Proprio questo aveva colpito Hitler: “Nulla è più ancorato e radicato nel nostro intimo. Tutto è superficie, ci sfiora appena. Il pensiero del nostro popolo si fa inquieto e frettoloso. Tutta la vita è lacerata”[107] Così quella particolare forma di anomia dei rivoluzionari, che non sfociava nel suicidio, ma nell'assassinio dell'intero ordine sociale, diventava l'essenza del mondo uscito dalla guerra, ridando una speranza ai naufraghi della modernità.
Alle ferite morali della guerra si aggiunsero quelle della crisi economica, che provocò “una caduta netta della fiducia nel sistema capitalista in quanto tale. (…) La cruda realtà della crisi pose fine alla frivola euforia dei consumi e al parossismo di speculazioni smodate che l'alimentava. Lo shock fu enorme. Il disastro sociale che ne seguì fece passare molti intellettuali al comunismo o al fascismo, nella convinzione che qualsiasi altro sistema sarebbe stato migliore di uno così evidentemente sregolato e distruttivo”[108].
La risposta dei totalitarismo consisteva, come si accennava in precedenza, nello sgombrare il mondo degli agenti della dissacrazione (la ragione dei philosophes e la borghesia) ed allo stesso tempo nell'instaurazione di una nuova fede.
Sotto il primo tipo rientrano posizioni che sono comuni a tutti e tre i grandi tentativi e che, come sottolinea Sthernell, affondano le proprie radici nell'humus culturale ante guerra: il disprezzo per il vecchio mondo borghese.
In primo luogo l'antimaterialismo, da intendersi come “il rifiuto dell'eredità razionalista, individualistica e utilitaristica dei secoli XVII e XVIII. In termini di filosofia politica, l'antimaterialismo consiste in un'opposizione recisa e totale alla visione dell'uomo e della società elaborata nel periodo che va da Hobbes a Kant, dalle rivoluzioni inglesi del XVII secolo fino a quella americana e francese. In termini di pratica politica, l'antimaterialismo predica invece il rifiuto dei principi messi in atto per la prima volta alla fine del Settecento e applicati cento anni dopo su scala assai maggiore dalle democrazie liberali dell'Europa occidentale. Si tratta dunque di un attacco complessivo contro la cultura politica dominante alla fine dell'Ottocento e all'inizio del nostro secolo, contro i suoi fondamenti filosofici e i suoi principi, tanto nella teoria che nell'esecuzione effettiva. Non vengono messe in dubbio soltanto la dottrina dei diritti naturali e quella del primato dell'individuo, ma tutte le strutture istituzionali della democrazia liberale”[109].
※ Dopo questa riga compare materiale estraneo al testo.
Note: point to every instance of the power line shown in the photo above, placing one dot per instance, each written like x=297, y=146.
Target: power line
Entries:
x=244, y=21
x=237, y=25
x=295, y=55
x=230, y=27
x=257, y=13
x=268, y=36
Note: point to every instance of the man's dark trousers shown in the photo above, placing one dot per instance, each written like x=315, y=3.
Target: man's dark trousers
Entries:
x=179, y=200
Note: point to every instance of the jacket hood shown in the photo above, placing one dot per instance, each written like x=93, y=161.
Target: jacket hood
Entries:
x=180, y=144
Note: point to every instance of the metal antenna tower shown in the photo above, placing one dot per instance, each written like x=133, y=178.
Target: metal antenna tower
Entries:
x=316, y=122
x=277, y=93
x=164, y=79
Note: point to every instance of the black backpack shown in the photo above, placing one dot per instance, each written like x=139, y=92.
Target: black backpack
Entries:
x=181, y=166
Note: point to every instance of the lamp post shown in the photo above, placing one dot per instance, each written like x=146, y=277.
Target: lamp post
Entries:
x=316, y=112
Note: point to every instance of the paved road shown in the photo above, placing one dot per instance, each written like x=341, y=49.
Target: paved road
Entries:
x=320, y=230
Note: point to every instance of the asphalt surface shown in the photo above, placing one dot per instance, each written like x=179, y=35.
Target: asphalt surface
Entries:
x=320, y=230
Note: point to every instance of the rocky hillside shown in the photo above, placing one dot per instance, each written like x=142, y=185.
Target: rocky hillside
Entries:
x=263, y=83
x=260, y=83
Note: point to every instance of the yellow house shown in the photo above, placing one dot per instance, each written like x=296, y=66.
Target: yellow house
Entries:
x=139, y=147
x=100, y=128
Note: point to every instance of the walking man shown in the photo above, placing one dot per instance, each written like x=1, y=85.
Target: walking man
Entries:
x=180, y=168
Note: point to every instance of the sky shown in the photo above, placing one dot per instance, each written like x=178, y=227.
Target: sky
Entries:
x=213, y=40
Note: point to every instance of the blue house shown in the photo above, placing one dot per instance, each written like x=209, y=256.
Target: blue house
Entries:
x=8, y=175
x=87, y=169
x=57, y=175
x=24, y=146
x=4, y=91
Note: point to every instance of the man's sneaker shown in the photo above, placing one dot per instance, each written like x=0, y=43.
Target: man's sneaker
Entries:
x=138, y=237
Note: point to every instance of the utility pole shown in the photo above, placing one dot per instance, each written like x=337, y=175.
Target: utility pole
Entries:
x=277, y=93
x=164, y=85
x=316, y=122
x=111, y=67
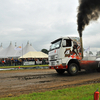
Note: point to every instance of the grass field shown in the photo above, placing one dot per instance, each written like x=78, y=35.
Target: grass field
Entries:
x=75, y=93
x=22, y=66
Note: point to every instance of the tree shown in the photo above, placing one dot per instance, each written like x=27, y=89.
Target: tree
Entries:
x=45, y=51
x=90, y=52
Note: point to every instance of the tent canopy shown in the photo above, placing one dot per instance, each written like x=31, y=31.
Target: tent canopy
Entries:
x=34, y=54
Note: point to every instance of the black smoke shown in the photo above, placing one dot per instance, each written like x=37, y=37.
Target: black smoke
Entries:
x=88, y=10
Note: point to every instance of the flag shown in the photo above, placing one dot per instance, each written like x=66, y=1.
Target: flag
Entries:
x=18, y=48
x=87, y=49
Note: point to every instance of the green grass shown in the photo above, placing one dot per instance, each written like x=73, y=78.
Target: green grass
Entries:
x=22, y=66
x=75, y=93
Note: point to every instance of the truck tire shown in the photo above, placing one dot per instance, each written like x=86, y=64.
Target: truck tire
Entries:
x=60, y=71
x=98, y=70
x=73, y=69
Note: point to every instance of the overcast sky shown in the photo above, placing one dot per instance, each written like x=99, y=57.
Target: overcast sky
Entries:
x=42, y=21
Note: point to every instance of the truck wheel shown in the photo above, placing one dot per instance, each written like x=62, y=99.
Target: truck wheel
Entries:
x=60, y=71
x=73, y=69
x=98, y=70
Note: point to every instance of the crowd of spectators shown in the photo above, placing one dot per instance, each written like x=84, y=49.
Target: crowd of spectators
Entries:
x=15, y=62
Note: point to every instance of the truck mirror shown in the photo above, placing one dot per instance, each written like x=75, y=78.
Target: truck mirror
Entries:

Per Lenin, ad esempio, la democrazia era un semplice trucco borghese: “decidere una volta ogni quattro anni quale membro della classe dominante debba opprimere, schiacciare il popolo nel parlamento: è questa la vera essenza del parlamentarismo borghese, non soltanto nelle democrazie parlamentari costituzionali, ma anche nelle repubbliche più democratiche (…) Senza dubbio la via d'uscita dal parlamentarismo non è nel distruggere le istituzioni rappresentative e il principio di eleggibilità, ma nel trasformare queste istituzioni rappresentative da mulini di parole in organismi che «lavorino» realmente (…) Considerate qualsiasi paese con un sistema parlamentare, dall'America alla Svizzera, dalla Francia all'Inghilterra, dalla Norvegia e così via: il vero lavoro di «Stato» si compie tra le quinte e sono i ministri, le cancellerie, gli stati maggiori che lo compiono”[110]. Per Engels “il Parlamento è un ciarlatorio nazionale” in cui si svolge una “tediosa battaglia di parole”[111]. Stessa cosa per i fascisti: nient'altro che vecchia politica sempre pronta a scendere ad insipidi compromessi. Per Hitler la democrazia parlamentare era semplicemente spregevole.
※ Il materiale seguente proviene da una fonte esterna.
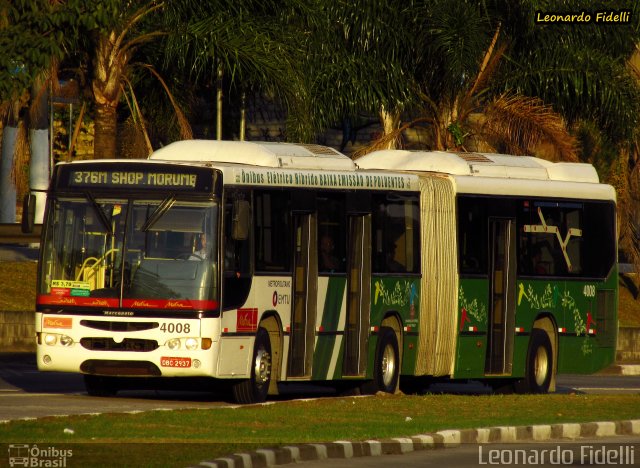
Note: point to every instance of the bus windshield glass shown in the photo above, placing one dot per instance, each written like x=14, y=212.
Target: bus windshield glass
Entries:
x=131, y=253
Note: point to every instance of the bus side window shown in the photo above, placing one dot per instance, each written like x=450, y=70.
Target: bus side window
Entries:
x=396, y=234
x=236, y=257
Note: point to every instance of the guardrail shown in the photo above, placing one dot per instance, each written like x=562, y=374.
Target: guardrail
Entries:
x=11, y=233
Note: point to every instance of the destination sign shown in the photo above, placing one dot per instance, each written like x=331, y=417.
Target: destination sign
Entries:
x=129, y=179
x=135, y=176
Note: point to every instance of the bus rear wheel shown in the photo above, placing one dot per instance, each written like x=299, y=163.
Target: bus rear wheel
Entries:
x=387, y=363
x=539, y=370
x=254, y=389
x=98, y=385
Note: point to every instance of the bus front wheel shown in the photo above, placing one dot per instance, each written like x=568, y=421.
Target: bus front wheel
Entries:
x=387, y=363
x=539, y=370
x=254, y=389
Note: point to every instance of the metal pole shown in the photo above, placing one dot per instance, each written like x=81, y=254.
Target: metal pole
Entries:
x=243, y=115
x=219, y=104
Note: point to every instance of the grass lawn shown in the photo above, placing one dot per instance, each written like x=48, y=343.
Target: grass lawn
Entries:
x=180, y=438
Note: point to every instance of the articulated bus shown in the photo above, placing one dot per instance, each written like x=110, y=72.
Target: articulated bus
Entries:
x=252, y=264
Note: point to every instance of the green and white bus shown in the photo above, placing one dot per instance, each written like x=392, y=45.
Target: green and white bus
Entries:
x=251, y=264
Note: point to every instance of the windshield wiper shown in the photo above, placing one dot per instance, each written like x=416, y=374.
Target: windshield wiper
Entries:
x=162, y=208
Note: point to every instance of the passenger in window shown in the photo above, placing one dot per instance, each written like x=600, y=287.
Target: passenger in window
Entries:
x=328, y=261
x=539, y=266
x=393, y=266
x=201, y=253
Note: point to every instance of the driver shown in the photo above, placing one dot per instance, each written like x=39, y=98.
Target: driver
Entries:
x=201, y=253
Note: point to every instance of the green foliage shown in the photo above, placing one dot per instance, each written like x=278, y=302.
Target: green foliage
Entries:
x=30, y=39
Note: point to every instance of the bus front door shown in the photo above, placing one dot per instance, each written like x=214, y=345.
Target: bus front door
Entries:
x=358, y=295
x=502, y=240
x=303, y=314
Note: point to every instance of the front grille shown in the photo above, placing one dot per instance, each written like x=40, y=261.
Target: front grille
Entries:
x=105, y=325
x=128, y=344
x=121, y=368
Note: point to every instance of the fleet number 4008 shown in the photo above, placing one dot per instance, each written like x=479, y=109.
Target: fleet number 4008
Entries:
x=175, y=328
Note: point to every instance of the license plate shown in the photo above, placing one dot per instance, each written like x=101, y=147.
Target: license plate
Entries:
x=175, y=362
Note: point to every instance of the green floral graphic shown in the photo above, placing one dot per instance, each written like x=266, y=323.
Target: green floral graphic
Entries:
x=477, y=310
x=548, y=300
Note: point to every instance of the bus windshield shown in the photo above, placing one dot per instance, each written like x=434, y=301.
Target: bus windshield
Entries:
x=132, y=253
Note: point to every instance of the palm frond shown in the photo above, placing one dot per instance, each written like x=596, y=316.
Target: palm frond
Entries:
x=21, y=158
x=185, y=128
x=521, y=123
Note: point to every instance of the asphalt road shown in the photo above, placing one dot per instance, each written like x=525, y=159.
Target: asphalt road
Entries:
x=27, y=393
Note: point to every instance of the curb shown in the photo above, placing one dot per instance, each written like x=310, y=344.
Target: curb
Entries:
x=623, y=369
x=265, y=458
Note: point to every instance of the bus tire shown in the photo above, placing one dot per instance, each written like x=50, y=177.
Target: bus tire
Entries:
x=254, y=389
x=101, y=386
x=386, y=369
x=539, y=365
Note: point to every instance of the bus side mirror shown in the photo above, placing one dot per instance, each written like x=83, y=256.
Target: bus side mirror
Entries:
x=28, y=213
x=241, y=220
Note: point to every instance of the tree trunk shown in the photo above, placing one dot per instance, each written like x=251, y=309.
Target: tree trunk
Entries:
x=7, y=187
x=390, y=121
x=104, y=142
x=39, y=166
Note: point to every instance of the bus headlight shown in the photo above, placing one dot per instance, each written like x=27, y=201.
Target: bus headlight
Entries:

Era una concezione molto diffusa in quegli anni: “Un governo fatto di commissioni e discussioni sembrava particolarmente inadatto a far fronte ai problemi dirompenti della rivoluzione sociale e della guerra patriottica (…) per tutto il corso degli anni tra le due guerra ci furono movimenti intellettuali in tutt'Europa che sostenevano l'idea di un qualche genere di «ordine» politico, basato sul principio d'autorità e su un governo attivo e decisionista, dovesse soppiantare il parlamentarismo”[112].
Non poteva essere diversamente in quanto tutti e tre i grandi totalitarismi avevano in comune “il ripudio della versione mondiale del liberalismo individualistico e l'opposizione alla politica parlamentare che ne è l'espressione politica”[113]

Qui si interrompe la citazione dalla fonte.